Saturday, July 22, 2017

Are Investors Being Misled by False Impressions About NAVs




The recent drive to clear some of the common myths about investing in mutual funds notwithstanding, some of the basic terminology of mutual funds is actually quite confusing for a new investor and even some savvy investors will also agree that they don’t fully understand some of the jargon when it comes to how mutual funds work. Some of the performance metrics typically used to sell mutual funds to customers can sometimes be misleading. 


Terms like NAV or Net Asset Value and dividend do not always mean what a new investor would assume they do. A high or low fund NAV is not something that is likely to affect the returns you get on your invested corpus. 


The actual NAV and number of units you own are irrelevant.

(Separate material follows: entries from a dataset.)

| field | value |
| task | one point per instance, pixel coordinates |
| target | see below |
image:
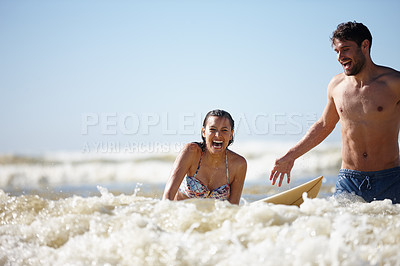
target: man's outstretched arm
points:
(314, 136)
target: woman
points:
(209, 169)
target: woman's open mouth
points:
(217, 144)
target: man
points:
(366, 99)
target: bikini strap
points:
(198, 166)
(227, 170)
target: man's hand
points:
(282, 166)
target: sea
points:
(104, 207)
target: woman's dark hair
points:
(352, 31)
(219, 113)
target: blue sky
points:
(78, 72)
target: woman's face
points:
(217, 133)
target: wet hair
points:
(219, 113)
(352, 31)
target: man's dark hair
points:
(352, 31)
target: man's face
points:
(350, 56)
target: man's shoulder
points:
(389, 76)
(336, 80)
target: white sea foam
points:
(77, 168)
(132, 230)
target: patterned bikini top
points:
(194, 188)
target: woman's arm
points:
(238, 181)
(180, 169)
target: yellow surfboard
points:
(294, 196)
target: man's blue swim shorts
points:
(377, 185)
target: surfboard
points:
(294, 196)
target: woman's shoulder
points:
(191, 149)
(237, 158)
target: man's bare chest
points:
(366, 103)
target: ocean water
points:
(105, 209)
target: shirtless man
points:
(366, 99)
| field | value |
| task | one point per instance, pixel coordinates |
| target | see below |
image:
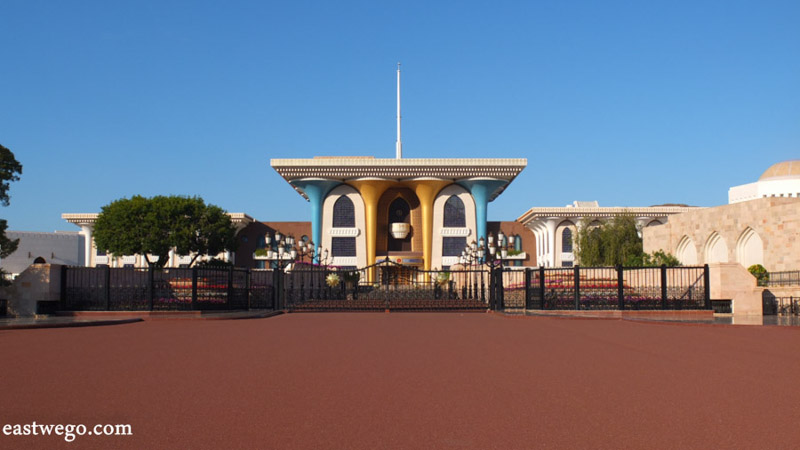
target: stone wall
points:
(39, 282)
(776, 221)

In fact, what really matters is the type of companies a mutual fund invests in and how the fund manager runs it. If a fund gains 20%, the Rs 1 lakh you invested in it is going to grow to Rs 1.2 lakh. It is immaterial whether this is 10,000 units at an NAV of Rs 12, or 100 units at an NAV of Rs 1,200. 

Essentially, a fund with an NAV of Rs 10, and a different fund with an NAV of Rs 100 will generate the same returns if their portfolios are the same. So there’s no real reason to decide whether or not to invest in a fund based on NAV alone. In fact, if a fund salesperson or ‘adviser’ is using this rationale to convince you to invest in a particular fund, he/she may deliberately be misleading you. 

Just like NAVs, many mutual funds also use dividend to indicate the performance of the fund which is another misleading tactic. The dividend actually comes out of your own investment instead of being re-invested to create greater returns. The NAV & dividend should only be used to compare the mutual funds performance against its own over a long period to evaluate its returns.